Richard did not like many people. For a time, after their marriage, he had tried to be accepting and pleasant to Judith’s friends but hadn’t kept it up and she had understood, knowing that at heart he was not unwelcoming or antisocial, simply a man who preferred his own company, or hers and sometimes that of his family.


The traffic lights were slow. Judith caught a glimpse of Marie-Elise’s son and daughter sitting in the hearse, Simone black-veiled.
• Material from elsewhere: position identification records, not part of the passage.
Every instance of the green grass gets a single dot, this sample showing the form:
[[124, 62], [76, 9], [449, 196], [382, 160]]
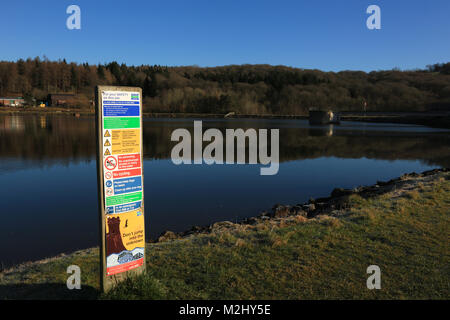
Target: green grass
[[325, 258]]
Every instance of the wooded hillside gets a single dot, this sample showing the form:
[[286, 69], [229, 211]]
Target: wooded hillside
[[245, 89]]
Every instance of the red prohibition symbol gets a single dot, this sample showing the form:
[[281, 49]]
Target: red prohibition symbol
[[110, 163]]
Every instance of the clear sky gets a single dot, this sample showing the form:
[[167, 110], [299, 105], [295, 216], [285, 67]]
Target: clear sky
[[318, 34]]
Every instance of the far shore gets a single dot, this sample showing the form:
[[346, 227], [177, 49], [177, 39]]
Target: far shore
[[436, 119]]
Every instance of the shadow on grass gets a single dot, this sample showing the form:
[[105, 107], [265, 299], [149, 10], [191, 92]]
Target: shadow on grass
[[46, 291]]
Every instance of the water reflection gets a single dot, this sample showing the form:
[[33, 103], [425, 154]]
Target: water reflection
[[48, 175]]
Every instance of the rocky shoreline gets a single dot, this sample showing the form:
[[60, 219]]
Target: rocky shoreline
[[279, 215], [331, 206]]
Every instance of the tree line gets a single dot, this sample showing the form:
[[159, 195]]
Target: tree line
[[244, 89]]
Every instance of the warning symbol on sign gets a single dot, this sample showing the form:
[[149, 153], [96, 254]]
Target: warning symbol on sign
[[110, 163]]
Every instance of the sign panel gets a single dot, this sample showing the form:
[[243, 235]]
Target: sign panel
[[120, 173]]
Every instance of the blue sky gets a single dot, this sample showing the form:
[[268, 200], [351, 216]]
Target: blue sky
[[326, 35]]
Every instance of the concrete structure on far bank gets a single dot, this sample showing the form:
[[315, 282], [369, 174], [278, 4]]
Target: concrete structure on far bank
[[60, 99], [323, 117], [12, 101]]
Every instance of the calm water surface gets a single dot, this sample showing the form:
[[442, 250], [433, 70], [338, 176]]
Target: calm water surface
[[48, 175]]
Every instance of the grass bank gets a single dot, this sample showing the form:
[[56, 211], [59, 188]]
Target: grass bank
[[404, 231]]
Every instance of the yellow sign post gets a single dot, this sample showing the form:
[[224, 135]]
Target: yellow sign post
[[120, 183]]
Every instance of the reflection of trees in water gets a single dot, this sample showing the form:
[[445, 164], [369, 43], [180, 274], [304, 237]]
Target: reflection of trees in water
[[66, 139]]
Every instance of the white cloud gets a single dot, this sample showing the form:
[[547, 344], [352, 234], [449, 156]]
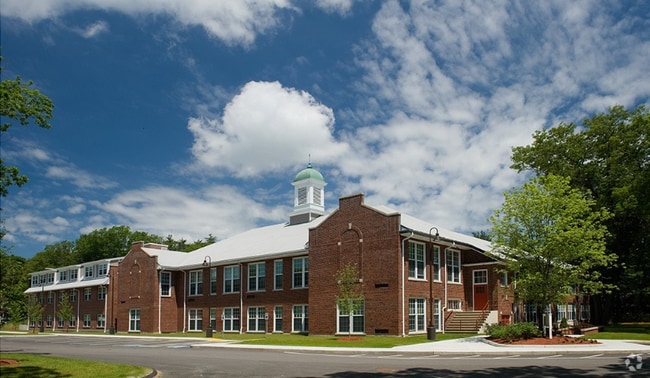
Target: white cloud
[[233, 22], [217, 210], [264, 129]]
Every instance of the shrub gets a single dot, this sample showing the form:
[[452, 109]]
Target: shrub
[[512, 332]]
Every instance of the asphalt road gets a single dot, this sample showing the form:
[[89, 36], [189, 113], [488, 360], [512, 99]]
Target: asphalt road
[[177, 358]]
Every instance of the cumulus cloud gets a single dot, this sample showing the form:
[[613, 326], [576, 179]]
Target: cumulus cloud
[[264, 129], [233, 22]]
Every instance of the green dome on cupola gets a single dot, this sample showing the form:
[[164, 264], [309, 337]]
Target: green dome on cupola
[[309, 173]]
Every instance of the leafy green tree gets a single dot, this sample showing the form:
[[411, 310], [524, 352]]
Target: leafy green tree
[[13, 283], [549, 235], [21, 103], [64, 309], [350, 298], [609, 158]]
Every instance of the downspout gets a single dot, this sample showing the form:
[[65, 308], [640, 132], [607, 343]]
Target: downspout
[[159, 299], [241, 300], [403, 283], [184, 300]]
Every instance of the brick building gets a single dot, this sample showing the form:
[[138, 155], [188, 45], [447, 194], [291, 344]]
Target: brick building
[[280, 278]]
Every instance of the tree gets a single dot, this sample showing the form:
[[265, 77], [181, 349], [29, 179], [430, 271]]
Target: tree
[[64, 310], [609, 158], [549, 236], [23, 104], [350, 299]]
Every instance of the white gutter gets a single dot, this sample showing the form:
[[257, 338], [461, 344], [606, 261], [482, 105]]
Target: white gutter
[[402, 288]]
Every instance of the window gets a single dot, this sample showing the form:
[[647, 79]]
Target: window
[[101, 293], [354, 321], [300, 272], [436, 313], [165, 283], [213, 318], [231, 319], [195, 319], [279, 277], [302, 196], [503, 278], [436, 263], [213, 281], [480, 276], [300, 318], [454, 304], [256, 319], [134, 320], [417, 314], [196, 282], [453, 266], [256, 276], [102, 270], [416, 260], [231, 279], [277, 319]]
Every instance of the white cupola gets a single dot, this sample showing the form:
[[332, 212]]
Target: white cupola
[[309, 196]]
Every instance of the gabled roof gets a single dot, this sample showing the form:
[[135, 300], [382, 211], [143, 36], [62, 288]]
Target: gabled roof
[[263, 242]]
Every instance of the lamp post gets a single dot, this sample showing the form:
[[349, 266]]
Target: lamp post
[[431, 329]]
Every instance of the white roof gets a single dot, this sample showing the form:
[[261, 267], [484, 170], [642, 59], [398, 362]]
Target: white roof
[[275, 240], [423, 227]]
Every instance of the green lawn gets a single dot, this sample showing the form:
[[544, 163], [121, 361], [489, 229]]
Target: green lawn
[[623, 332], [31, 365]]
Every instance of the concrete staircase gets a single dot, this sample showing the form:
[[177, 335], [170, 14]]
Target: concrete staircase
[[466, 321]]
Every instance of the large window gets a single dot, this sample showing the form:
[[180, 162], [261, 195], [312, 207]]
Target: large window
[[213, 281], [231, 319], [354, 321], [453, 266], [416, 260], [256, 319], [417, 314], [300, 272], [277, 319], [196, 282], [195, 319], [101, 293], [436, 263], [257, 276], [165, 283], [300, 318], [134, 320], [278, 275], [231, 279]]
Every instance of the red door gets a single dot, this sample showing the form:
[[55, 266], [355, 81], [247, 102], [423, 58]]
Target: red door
[[480, 290]]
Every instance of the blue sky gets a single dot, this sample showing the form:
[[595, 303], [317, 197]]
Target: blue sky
[[192, 117]]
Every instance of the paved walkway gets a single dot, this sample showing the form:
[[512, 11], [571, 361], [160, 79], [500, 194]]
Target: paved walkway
[[471, 345]]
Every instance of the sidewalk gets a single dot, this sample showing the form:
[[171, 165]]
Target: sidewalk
[[466, 346]]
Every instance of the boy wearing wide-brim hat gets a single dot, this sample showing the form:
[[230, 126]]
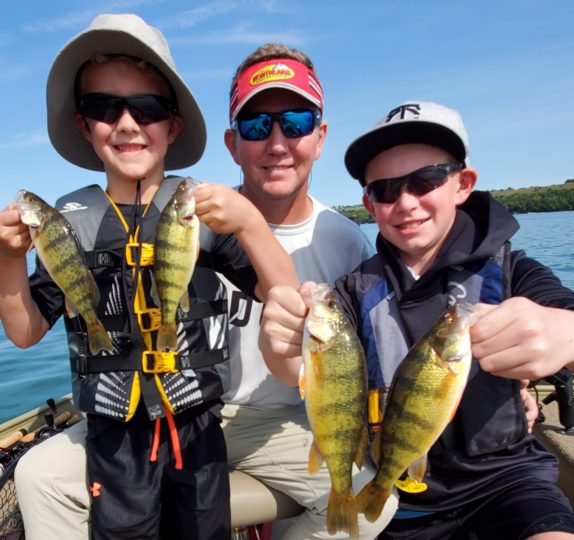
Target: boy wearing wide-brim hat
[[486, 476], [156, 454]]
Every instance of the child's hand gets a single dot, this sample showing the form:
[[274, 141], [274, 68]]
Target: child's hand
[[222, 208], [529, 403], [15, 238], [281, 332], [520, 339], [283, 321]]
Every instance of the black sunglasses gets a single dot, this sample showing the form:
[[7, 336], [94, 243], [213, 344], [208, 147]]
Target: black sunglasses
[[144, 108], [294, 123], [419, 182]]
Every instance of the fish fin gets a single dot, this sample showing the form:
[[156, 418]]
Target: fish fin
[[302, 381], [166, 338], [342, 514], [411, 486], [315, 459], [362, 447], [70, 308], [184, 301], [371, 500], [376, 448], [98, 339], [418, 468], [154, 293]]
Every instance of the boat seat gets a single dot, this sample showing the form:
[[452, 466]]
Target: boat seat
[[252, 502]]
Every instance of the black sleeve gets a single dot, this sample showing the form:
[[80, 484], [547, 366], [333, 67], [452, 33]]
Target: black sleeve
[[538, 283], [345, 293], [46, 294], [229, 258]]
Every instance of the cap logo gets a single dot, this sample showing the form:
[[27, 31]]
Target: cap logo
[[275, 72], [413, 109]]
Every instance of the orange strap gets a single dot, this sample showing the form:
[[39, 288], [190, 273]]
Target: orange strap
[[174, 441], [155, 443]]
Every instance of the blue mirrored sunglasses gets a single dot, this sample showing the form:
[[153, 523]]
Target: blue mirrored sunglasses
[[419, 182], [294, 123], [144, 108]]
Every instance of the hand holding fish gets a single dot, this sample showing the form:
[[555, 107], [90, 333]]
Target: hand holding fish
[[281, 331], [223, 209], [520, 339], [15, 238]]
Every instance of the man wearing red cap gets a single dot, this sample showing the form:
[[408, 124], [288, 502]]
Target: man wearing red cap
[[276, 134]]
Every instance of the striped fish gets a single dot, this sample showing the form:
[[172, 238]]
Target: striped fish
[[423, 398], [333, 384], [176, 250], [60, 253]]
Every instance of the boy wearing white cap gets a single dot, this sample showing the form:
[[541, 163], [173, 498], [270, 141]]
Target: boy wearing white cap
[[156, 453], [277, 132], [487, 476]]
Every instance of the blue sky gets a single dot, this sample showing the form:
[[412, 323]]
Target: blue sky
[[507, 66]]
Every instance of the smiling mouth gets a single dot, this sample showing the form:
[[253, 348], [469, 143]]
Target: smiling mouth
[[129, 147], [272, 168], [411, 225]]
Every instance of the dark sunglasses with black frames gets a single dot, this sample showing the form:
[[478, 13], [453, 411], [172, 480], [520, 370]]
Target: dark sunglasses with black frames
[[419, 182], [144, 109], [294, 123]]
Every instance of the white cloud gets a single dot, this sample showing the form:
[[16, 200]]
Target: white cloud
[[81, 19], [243, 34]]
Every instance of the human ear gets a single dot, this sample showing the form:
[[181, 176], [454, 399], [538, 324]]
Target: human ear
[[368, 204], [230, 140], [321, 141], [466, 182]]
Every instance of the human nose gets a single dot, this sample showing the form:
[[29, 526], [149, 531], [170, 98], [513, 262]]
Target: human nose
[[126, 121], [276, 142], [406, 200]]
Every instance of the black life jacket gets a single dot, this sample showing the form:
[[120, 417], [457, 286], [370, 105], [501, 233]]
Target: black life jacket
[[112, 384]]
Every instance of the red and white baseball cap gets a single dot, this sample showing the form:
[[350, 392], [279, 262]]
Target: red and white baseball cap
[[285, 73]]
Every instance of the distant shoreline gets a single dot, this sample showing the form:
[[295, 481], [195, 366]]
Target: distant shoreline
[[554, 198]]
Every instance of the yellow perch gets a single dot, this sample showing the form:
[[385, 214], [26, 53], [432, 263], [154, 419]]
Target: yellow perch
[[176, 250], [424, 395], [333, 384], [59, 252]]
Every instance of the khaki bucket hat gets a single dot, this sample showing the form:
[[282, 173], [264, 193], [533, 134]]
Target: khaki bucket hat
[[117, 34]]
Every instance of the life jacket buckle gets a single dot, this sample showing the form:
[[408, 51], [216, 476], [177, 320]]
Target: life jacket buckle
[[149, 320], [158, 362], [146, 253]]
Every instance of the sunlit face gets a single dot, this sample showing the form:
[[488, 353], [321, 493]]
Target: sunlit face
[[417, 225], [129, 151], [277, 167]]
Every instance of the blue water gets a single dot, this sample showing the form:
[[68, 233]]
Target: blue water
[[31, 376]]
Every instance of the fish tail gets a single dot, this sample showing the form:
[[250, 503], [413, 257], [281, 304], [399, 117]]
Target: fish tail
[[167, 337], [342, 514], [371, 501], [98, 339]]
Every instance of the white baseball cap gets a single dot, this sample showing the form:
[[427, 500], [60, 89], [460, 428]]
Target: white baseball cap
[[413, 122]]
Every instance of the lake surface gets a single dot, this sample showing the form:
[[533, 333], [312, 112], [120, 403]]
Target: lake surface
[[31, 376]]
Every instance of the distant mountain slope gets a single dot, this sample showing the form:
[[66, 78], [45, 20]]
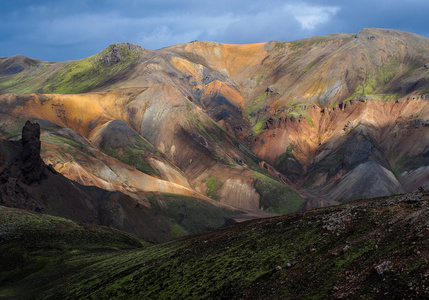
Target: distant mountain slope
[[27, 183], [373, 249], [302, 108]]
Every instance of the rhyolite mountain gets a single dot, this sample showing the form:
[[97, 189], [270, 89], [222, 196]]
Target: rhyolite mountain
[[366, 249], [271, 127]]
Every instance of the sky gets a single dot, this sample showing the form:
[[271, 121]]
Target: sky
[[58, 30]]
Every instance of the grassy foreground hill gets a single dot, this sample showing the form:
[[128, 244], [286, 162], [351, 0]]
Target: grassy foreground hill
[[364, 249]]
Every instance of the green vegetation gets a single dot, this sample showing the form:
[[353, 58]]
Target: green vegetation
[[298, 110], [76, 76], [252, 109], [318, 254], [213, 186], [275, 196], [31, 242]]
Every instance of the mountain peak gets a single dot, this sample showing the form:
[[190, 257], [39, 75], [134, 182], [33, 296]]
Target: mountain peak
[[117, 52], [16, 64]]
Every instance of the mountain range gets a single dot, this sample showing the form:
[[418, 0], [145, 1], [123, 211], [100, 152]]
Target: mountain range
[[247, 130]]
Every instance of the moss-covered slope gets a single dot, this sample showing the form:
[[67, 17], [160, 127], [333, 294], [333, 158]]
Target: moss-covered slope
[[365, 249]]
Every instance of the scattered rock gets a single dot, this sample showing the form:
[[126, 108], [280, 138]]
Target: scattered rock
[[381, 268]]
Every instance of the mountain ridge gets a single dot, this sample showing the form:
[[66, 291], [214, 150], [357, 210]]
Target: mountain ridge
[[217, 118]]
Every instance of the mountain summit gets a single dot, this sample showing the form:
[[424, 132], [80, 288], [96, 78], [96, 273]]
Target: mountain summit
[[263, 128]]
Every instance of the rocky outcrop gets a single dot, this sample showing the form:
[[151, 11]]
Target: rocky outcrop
[[32, 166]]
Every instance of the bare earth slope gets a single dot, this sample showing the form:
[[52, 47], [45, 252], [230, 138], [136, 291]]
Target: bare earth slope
[[277, 126], [372, 249]]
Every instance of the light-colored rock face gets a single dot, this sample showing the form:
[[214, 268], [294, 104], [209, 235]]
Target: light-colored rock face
[[319, 114], [236, 193]]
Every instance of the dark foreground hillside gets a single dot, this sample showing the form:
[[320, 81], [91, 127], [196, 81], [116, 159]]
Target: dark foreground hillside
[[361, 250]]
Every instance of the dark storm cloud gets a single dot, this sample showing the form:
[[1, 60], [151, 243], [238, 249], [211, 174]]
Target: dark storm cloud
[[60, 30]]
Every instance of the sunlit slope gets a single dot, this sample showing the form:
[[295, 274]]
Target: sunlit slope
[[156, 140], [300, 106]]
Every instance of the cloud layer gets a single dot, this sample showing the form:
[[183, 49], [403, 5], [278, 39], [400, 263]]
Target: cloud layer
[[62, 30]]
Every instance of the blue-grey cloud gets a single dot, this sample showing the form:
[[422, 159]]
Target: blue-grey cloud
[[65, 29]]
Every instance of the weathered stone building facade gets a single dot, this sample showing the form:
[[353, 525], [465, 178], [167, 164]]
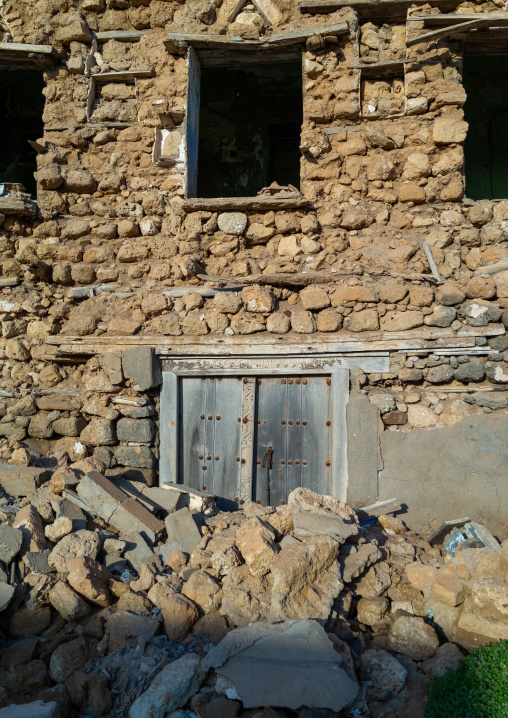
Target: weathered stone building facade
[[377, 290]]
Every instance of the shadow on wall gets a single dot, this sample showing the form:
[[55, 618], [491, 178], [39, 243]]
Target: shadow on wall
[[449, 472]]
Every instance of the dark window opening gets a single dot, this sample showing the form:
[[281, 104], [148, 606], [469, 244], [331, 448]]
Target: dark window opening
[[249, 128], [485, 79], [20, 120]]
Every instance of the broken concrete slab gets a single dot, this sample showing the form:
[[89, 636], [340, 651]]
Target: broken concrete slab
[[142, 366], [293, 669], [170, 689], [123, 512], [182, 530], [21, 480]]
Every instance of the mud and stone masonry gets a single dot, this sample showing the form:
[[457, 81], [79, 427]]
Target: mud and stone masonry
[[259, 180]]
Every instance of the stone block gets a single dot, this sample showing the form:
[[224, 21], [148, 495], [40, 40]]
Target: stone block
[[182, 530], [142, 366], [141, 430]]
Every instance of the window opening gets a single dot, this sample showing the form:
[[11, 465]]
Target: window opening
[[485, 79], [20, 120], [249, 128]]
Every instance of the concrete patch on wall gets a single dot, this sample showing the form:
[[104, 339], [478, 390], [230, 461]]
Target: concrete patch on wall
[[449, 472], [363, 429]]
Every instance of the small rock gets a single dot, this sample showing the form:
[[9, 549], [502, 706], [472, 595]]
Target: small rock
[[412, 637], [89, 578], [58, 529], [89, 693]]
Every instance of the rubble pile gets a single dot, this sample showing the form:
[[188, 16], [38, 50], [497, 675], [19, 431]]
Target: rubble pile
[[118, 599]]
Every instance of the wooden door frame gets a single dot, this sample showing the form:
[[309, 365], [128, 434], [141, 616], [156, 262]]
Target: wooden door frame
[[334, 365]]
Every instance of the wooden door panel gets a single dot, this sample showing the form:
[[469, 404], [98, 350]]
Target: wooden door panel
[[316, 435]]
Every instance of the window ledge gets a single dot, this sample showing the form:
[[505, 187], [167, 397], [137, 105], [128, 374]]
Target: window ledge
[[261, 202]]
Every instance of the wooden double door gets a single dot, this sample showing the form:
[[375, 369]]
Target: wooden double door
[[254, 438]]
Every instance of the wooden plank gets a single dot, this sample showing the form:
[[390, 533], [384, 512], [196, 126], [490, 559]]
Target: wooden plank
[[207, 463], [121, 35], [270, 345], [316, 435], [289, 201], [192, 417], [446, 32], [432, 262], [168, 463], [386, 8], [125, 76], [271, 444], [388, 506], [228, 402], [192, 123], [339, 398], [247, 438], [494, 18], [16, 47], [294, 431]]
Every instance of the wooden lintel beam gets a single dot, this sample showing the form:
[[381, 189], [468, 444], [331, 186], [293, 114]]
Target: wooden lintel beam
[[447, 31]]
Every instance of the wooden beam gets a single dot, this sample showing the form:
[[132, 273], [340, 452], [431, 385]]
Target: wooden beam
[[447, 31], [260, 202], [127, 76], [269, 344], [365, 7], [19, 47], [121, 35], [175, 42], [494, 18]]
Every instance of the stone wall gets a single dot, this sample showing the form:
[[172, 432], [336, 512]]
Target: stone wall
[[381, 168]]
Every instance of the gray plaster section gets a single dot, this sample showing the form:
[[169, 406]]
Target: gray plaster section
[[294, 669], [142, 365], [363, 429], [449, 472]]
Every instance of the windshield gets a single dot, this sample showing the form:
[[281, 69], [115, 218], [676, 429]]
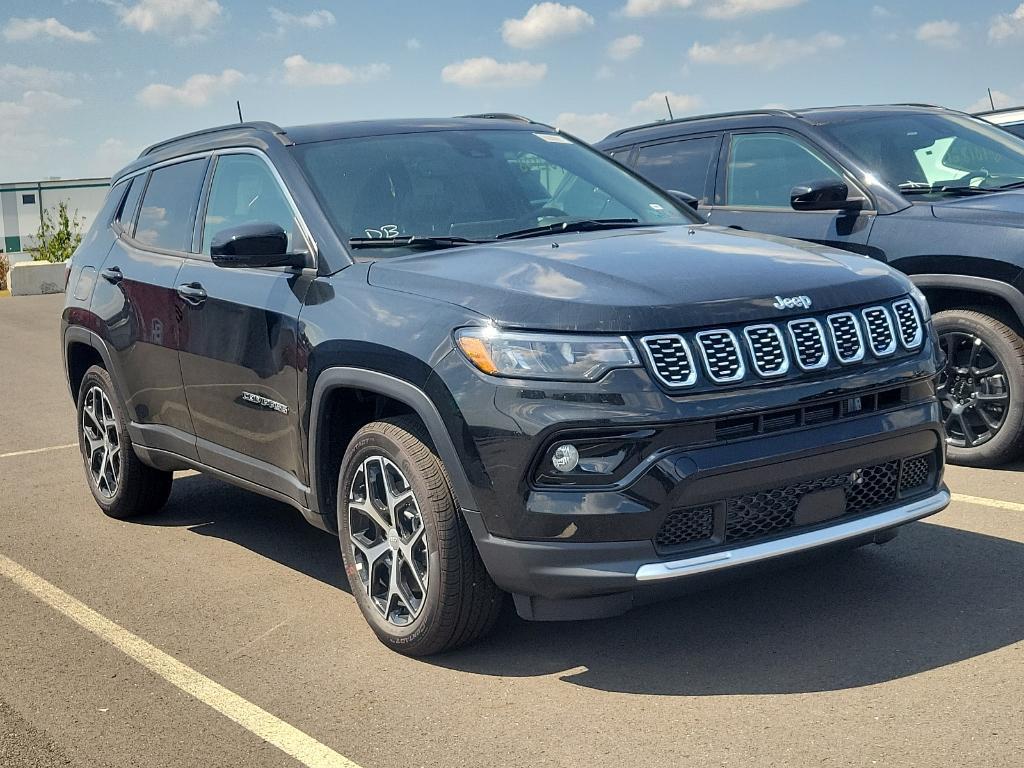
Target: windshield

Just then, a cyclist appeared from nowhere and dashed across as the lights were changing. As she did so, she glanced to her left, taking in the hearse. In a panic, she stopped and tried to turn back. But the traffic was already moving forward. The hearse, going at only a few miles an hour, managed to avoid running into her and the rest of the funeral procession remained stationary. Any other driver would have had the car door open and been shouting abuse at the cyclist. The hearse driver merely sat and waited. By this time, the inner lane of cars as well as those moving southbound were speeding up. The cyclist stood frozen, terror on her face beneath her blue helmet, and then Judith saw that it was Molly, Cat’s medical student lodger. There was clearly something wrong and she wondered if she could safely get out and help her. Molly seemed unable to move in either direction but stood holding her bike and staring white-faced at the hearse, the driver, the coffin.